The published rodent literature primarily uses intraperitoneal injection — a common preclinical route that does not map directly to human clinical use. The 2022 pharmacokinetic study compared IV and IM routes in rats and dogs,^[19] finding IM bioavailability of 14-19% in rats and 45-51% in dogs. The IM route is significantly less bioavailable than IV. The study did not include subcutaneous administration.

Several wound-healing studies use local or topical application — direct administration to the wound site or topical cream to skin wounds.^[12] For injury-proximal applications, route selection in the literature reflects the hypothesis that local delivery maximizes concentration at the target tissue.

Published research protocols for BPC-157 typically dissolve lyophilized (freeze-dried) peptide in bacteriostatic water at concentrations of 1-2 mg/mL. The stability notes in the literature indicate that BPC-157 is stable in bacteriostatic water for several weeks when refrigerated — consistent with its origin protein's stability in the gastric acid environment.

Lyophilization is the standard preservation method: the peptide is freeze-dried to a powder for storage and reconstituted in sterile or bacteriostatic water before use in research protocols. This information reflects standard laboratory practice as documented in published methodology sections.
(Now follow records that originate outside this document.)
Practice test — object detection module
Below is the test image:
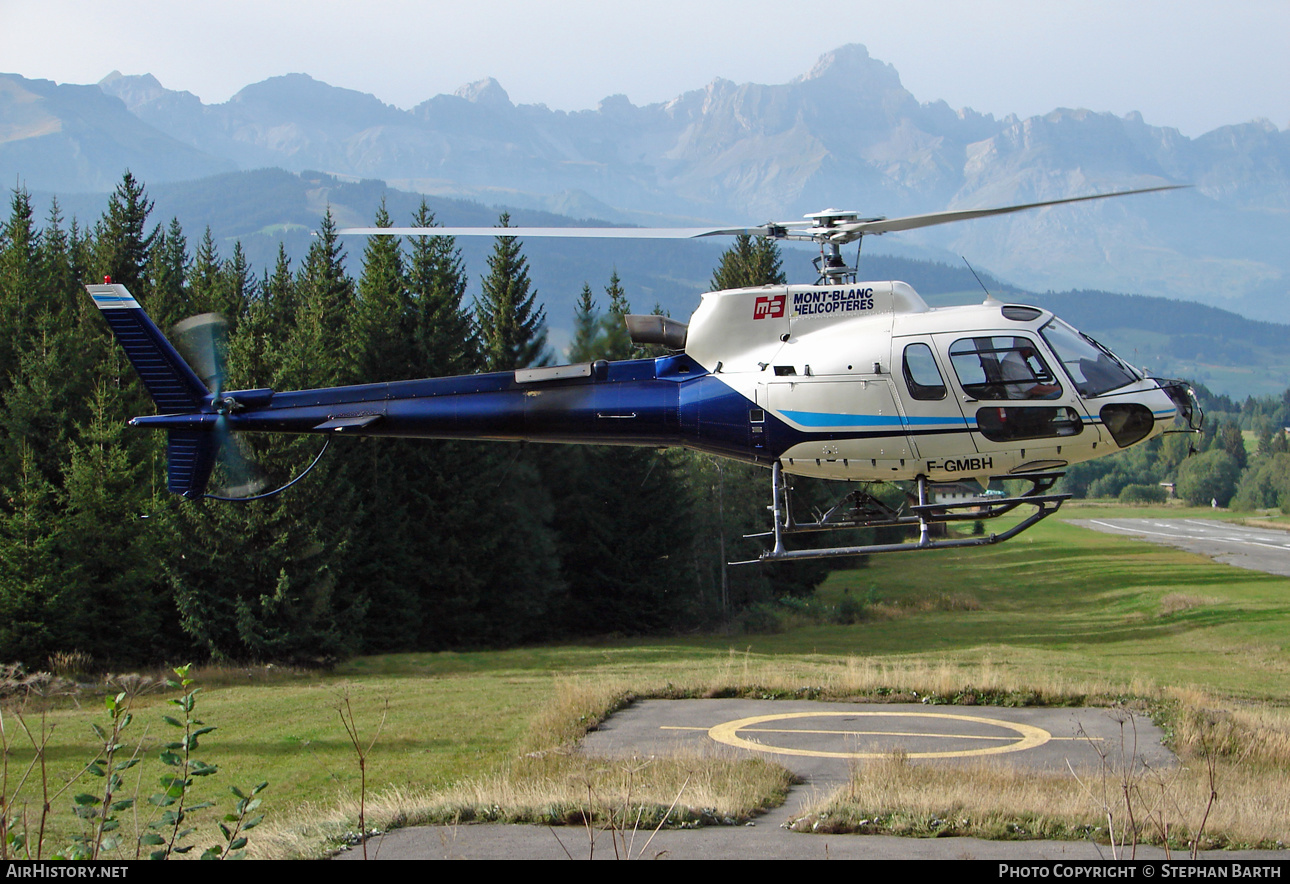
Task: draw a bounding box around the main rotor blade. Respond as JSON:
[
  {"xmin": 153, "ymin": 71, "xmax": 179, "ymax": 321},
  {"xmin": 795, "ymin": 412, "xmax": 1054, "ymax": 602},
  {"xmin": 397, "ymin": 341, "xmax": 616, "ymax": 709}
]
[
  {"xmin": 337, "ymin": 185, "xmax": 1191, "ymax": 244},
  {"xmin": 833, "ymin": 185, "xmax": 1191, "ymax": 243},
  {"xmin": 337, "ymin": 225, "xmax": 770, "ymax": 240}
]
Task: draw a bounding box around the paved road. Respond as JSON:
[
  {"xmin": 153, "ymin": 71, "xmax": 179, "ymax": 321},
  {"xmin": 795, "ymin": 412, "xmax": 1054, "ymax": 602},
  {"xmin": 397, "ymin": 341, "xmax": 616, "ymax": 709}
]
[{"xmin": 1071, "ymin": 519, "xmax": 1290, "ymax": 577}]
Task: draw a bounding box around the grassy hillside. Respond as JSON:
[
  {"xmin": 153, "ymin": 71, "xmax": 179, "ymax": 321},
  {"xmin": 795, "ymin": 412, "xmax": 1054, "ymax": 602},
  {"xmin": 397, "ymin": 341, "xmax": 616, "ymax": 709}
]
[{"xmin": 5, "ymin": 507, "xmax": 1290, "ymax": 856}]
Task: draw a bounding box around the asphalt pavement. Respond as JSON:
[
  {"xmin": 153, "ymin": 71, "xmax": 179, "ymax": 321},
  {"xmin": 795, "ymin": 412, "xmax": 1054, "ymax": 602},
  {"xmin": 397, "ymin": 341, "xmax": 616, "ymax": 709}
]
[{"xmin": 1069, "ymin": 519, "xmax": 1290, "ymax": 577}]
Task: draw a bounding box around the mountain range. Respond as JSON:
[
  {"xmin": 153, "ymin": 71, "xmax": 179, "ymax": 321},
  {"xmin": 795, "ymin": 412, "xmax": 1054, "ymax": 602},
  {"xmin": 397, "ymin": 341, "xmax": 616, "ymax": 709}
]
[
  {"xmin": 0, "ymin": 45, "xmax": 1290, "ymax": 320},
  {"xmin": 0, "ymin": 45, "xmax": 1290, "ymax": 397}
]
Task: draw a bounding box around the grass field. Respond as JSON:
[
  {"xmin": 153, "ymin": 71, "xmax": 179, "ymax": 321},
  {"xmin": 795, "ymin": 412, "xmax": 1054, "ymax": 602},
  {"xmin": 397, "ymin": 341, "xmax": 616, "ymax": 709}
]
[{"xmin": 4, "ymin": 507, "xmax": 1290, "ymax": 856}]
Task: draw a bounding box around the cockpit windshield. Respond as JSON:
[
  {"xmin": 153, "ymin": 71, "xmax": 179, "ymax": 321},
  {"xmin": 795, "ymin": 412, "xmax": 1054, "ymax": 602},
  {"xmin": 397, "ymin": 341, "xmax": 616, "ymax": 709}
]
[{"xmin": 1040, "ymin": 319, "xmax": 1142, "ymax": 397}]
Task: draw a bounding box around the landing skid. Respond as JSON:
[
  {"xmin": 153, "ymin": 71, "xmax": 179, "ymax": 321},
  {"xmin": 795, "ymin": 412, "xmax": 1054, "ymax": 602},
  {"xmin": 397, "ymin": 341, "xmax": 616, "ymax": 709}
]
[{"xmin": 731, "ymin": 461, "xmax": 1071, "ymax": 565}]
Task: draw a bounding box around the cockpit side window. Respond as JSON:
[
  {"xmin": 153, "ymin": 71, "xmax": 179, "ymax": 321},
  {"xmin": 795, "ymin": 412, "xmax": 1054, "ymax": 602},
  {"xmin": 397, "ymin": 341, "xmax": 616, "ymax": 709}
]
[
  {"xmin": 1040, "ymin": 319, "xmax": 1138, "ymax": 399},
  {"xmin": 949, "ymin": 336, "xmax": 1062, "ymax": 400},
  {"xmin": 904, "ymin": 343, "xmax": 946, "ymax": 400}
]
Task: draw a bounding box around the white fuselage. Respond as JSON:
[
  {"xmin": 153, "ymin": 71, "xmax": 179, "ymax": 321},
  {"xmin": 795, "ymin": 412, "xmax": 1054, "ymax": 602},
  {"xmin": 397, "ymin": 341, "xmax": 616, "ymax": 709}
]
[{"xmin": 686, "ymin": 281, "xmax": 1176, "ymax": 481}]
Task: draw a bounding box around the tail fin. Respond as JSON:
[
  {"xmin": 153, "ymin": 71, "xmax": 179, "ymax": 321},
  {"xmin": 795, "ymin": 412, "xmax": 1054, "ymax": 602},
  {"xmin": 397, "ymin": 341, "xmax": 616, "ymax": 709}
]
[
  {"xmin": 85, "ymin": 284, "xmax": 221, "ymax": 497},
  {"xmin": 85, "ymin": 284, "xmax": 210, "ymax": 414}
]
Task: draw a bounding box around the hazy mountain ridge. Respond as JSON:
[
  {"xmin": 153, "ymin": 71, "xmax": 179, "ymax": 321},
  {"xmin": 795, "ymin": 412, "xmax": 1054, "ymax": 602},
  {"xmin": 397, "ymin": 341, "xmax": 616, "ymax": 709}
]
[{"xmin": 0, "ymin": 45, "xmax": 1290, "ymax": 319}]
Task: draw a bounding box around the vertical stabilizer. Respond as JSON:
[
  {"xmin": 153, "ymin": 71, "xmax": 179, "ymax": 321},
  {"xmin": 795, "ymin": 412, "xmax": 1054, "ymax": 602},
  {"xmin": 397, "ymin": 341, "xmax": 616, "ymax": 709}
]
[{"xmin": 85, "ymin": 284, "xmax": 210, "ymax": 414}]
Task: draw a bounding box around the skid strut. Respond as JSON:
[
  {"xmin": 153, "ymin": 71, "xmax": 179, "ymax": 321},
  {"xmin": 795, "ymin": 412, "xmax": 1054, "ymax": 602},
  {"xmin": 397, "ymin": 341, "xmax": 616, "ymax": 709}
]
[{"xmin": 731, "ymin": 461, "xmax": 1071, "ymax": 564}]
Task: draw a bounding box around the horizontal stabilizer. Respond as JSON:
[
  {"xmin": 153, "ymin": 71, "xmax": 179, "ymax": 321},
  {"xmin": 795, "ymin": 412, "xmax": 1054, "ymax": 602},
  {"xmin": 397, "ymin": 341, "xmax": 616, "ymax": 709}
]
[
  {"xmin": 85, "ymin": 284, "xmax": 210, "ymax": 414},
  {"xmin": 165, "ymin": 430, "xmax": 219, "ymax": 498}
]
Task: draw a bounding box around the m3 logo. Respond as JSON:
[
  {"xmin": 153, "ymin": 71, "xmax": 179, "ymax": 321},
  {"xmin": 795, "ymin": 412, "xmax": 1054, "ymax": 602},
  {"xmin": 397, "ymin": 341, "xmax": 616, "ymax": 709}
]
[{"xmin": 752, "ymin": 294, "xmax": 787, "ymax": 319}]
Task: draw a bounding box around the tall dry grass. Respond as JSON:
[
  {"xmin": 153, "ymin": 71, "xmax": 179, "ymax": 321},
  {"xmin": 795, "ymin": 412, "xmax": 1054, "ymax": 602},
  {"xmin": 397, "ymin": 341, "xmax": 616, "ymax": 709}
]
[
  {"xmin": 253, "ymin": 650, "xmax": 1290, "ymax": 857},
  {"xmin": 793, "ymin": 690, "xmax": 1290, "ymax": 856}
]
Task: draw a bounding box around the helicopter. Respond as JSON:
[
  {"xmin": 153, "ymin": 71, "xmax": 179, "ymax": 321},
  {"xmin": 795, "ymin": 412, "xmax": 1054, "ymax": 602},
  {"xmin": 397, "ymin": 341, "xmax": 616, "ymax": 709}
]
[{"xmin": 86, "ymin": 185, "xmax": 1204, "ymax": 561}]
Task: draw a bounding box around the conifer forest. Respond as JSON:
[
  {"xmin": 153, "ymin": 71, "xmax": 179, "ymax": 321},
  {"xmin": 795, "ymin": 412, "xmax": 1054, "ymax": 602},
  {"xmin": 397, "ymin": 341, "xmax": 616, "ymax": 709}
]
[{"xmin": 0, "ymin": 173, "xmax": 1290, "ymax": 668}]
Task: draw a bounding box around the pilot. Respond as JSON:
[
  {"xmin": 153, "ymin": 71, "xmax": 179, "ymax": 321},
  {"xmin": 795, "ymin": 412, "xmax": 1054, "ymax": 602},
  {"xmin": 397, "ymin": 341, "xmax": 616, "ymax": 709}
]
[{"xmin": 998, "ymin": 346, "xmax": 1062, "ymax": 399}]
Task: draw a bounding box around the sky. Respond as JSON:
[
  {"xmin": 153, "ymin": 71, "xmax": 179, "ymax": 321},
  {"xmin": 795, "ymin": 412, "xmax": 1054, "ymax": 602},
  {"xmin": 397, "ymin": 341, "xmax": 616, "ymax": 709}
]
[{"xmin": 0, "ymin": 0, "xmax": 1290, "ymax": 137}]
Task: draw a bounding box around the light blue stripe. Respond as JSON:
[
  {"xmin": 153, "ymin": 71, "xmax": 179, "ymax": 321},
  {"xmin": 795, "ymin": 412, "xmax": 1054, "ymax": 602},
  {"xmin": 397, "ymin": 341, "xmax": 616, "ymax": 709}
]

In rodent musculoskeletal studies — tendon, ligament, and muscle repair — measurable acceleration of tissue healing has been observed within 7-14 days of daily dosing. The ligament study measured improvements at multiple timepoints from day 7 through day 90;^[4] the muscle studies measured complete reversal of impaired healing by day 14.^[6]

In neurological models, the timeline is shorter. The hippocampal ischemia-reperfusion study observed full functional recovery within 24-72 hours of a single local application in rats.^[8] The spinal cord compression model showed progressive recovery from day 4 onward with full recovery by day 7 in treated animals, versus persistent deficits in controls.^[7]

No validated human timeline data exists. The human pilot studies do not report time-to-effect with the granularity available in the rodent literature.